Outrage, Indian student killed in Australia

The governments of India and Australia have condemned the murder of an Indian student in the city of Melbourne over the weekend.

Nitin Garg was stabbed to death while walking to work on Saturday night.

"I obviously unreservedly condemn this attack," Julia Gillard, the Australian deputy prime minister, told reporters on Monday.

"This is a nation that welcomes international students. We want to make them welcome, this is a welcoming and accepting country," he said.

Garg, 21, was a graduate accounting student at an Australian university.

His killing is the latest in a series of attacks on Indian students in the country.

Police said the motive for the attack, which they described as "vicious", was not known.

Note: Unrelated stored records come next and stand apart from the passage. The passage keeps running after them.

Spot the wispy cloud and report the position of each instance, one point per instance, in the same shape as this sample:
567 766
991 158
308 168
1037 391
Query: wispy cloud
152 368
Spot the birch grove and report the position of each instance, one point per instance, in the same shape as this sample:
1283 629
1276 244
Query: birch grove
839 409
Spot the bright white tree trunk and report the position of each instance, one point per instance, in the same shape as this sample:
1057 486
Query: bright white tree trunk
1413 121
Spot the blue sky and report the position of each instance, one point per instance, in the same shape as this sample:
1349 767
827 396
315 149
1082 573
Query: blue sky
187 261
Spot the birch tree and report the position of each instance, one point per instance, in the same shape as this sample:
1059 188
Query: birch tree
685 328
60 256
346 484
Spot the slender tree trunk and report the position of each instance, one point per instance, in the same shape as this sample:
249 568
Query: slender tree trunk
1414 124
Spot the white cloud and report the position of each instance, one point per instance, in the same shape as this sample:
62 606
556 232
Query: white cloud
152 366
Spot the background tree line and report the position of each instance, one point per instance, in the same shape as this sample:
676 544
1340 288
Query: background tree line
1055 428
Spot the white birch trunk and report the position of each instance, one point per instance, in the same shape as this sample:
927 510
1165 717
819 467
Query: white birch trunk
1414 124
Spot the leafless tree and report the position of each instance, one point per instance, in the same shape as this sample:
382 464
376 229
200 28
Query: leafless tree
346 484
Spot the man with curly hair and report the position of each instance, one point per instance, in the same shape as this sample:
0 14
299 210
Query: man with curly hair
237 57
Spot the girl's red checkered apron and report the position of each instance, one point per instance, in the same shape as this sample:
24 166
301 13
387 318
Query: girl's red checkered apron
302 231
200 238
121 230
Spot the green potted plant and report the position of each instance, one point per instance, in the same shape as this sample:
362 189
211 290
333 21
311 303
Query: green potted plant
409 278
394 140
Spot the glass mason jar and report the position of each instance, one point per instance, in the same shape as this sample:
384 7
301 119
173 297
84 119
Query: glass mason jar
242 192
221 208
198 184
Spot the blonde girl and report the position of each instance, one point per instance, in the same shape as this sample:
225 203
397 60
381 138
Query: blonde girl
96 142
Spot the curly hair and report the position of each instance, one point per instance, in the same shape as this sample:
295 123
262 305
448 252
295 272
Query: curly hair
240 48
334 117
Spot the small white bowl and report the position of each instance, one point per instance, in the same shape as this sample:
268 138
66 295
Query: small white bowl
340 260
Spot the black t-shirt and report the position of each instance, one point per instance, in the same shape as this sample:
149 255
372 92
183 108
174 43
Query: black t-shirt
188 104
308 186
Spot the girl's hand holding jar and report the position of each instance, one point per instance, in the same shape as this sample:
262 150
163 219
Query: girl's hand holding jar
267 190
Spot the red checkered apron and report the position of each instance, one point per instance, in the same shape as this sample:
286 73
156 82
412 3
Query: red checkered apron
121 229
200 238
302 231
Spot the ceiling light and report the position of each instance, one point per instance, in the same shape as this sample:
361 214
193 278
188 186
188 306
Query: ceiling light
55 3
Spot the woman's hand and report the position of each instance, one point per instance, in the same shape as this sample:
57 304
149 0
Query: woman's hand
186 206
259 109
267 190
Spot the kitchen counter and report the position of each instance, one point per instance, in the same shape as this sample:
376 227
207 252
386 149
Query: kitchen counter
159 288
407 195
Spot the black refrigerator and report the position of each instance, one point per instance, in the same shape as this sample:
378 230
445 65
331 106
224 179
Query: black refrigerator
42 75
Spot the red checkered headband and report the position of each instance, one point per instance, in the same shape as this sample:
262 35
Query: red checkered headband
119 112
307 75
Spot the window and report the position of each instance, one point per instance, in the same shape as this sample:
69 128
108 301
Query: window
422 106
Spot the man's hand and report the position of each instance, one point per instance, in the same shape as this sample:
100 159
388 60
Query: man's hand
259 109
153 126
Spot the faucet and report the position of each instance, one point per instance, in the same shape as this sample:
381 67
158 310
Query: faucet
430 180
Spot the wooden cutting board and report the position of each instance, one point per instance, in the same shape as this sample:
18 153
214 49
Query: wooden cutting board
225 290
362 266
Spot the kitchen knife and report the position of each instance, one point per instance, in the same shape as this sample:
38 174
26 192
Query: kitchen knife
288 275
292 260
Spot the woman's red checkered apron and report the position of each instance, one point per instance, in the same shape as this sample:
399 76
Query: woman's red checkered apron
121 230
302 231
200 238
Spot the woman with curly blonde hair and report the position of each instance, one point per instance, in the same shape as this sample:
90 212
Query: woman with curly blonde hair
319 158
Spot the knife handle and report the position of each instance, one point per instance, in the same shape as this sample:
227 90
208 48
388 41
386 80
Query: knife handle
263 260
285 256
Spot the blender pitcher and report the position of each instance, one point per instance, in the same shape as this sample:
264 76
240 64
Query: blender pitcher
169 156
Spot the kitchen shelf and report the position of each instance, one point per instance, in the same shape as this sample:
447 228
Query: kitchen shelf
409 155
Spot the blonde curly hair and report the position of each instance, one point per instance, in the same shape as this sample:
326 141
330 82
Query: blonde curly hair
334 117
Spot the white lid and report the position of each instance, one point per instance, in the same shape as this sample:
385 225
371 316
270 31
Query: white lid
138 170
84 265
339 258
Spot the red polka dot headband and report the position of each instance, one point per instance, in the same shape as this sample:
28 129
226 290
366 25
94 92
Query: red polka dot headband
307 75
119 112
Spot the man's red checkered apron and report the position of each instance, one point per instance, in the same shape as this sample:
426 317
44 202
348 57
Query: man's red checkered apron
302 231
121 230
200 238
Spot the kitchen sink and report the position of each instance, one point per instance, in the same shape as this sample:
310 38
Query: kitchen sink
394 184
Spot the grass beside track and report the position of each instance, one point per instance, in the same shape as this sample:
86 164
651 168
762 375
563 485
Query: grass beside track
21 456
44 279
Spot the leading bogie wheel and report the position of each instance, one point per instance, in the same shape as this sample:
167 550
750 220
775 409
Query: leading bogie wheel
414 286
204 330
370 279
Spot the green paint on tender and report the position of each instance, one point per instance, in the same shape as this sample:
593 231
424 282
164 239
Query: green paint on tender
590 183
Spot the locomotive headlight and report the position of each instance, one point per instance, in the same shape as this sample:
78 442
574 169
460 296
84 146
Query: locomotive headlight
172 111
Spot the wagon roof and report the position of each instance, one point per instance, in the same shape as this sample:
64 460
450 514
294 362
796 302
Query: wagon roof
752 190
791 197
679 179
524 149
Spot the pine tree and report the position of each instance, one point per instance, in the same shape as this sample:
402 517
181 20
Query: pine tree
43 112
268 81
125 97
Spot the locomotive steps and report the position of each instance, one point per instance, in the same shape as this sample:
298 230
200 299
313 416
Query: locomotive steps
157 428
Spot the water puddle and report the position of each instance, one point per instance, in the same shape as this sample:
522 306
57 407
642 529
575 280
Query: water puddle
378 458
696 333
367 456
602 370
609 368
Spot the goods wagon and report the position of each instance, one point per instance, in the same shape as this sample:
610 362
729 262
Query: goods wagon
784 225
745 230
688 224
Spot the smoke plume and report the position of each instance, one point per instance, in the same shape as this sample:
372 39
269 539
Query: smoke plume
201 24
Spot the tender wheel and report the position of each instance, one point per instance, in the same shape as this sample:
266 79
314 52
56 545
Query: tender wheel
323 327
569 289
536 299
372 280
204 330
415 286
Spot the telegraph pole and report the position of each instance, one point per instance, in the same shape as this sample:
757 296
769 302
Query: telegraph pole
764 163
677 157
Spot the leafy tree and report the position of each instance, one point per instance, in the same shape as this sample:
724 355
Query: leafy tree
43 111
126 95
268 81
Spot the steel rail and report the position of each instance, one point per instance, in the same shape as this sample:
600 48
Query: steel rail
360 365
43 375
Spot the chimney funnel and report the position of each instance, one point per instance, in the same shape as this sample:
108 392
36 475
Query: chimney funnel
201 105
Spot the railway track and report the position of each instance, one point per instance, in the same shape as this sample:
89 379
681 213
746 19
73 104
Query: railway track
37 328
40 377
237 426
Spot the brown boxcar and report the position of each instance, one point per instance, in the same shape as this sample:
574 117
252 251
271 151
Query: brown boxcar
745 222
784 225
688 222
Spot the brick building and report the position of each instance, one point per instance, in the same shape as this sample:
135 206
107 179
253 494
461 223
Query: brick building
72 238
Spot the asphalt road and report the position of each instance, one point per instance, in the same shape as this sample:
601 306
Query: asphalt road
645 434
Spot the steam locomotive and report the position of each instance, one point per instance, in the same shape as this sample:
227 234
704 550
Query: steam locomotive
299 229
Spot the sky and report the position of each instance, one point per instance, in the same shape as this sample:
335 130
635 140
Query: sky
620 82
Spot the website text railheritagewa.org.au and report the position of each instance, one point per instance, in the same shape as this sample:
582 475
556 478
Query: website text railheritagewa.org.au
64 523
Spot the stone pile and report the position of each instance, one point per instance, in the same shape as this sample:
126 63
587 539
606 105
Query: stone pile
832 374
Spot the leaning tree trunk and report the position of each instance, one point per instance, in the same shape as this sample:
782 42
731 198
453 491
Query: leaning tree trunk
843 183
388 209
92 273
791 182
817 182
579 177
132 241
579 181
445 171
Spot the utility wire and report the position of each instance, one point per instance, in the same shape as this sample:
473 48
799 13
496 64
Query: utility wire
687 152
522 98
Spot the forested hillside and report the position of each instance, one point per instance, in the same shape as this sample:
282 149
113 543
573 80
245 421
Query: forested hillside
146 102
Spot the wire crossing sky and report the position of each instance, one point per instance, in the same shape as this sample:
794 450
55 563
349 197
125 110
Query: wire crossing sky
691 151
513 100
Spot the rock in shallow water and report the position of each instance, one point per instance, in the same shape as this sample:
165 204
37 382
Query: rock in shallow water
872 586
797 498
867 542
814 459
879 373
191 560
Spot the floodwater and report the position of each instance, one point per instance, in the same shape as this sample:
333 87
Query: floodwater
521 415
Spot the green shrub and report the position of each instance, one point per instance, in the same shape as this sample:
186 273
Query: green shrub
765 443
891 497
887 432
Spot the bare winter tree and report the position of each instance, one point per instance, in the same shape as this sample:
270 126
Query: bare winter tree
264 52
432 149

Media in India have labelled the series of attacks against Indian students in Australia as racist, but police and the Australian government have said the attacks are criminal, not racist.

'Deep anger'

SM Krishna, the Indian external affairs minister issued a statement on Sunday, condemning the "brutal attack", with Indian media warning the attacks were creating "deep anger" in India and could have a "bearing on bilateral ties".

"There is extreme shock and fear and anger," Gautam Gupta, a spokesperson of the Federation of Indian Students of Australia, told local radio on Monday.

Australia's international student sector is the country's third largest export earner, behind coal and iron ore, totalling $11.7bn in 2008.

Attacks against Indian students in 2009, mainly in Melbourne, led to protests by students and strained bilateral ties, prompting Gillard and other Australian ministers to visit India to offer assurances that everything was being done to stop the attacks.

Australian universities also sought to reassure students and their families that Australia was a safe place to study.

But a recent study forecast a 20 per cent drop in Indian students in 2010 due to the attacks.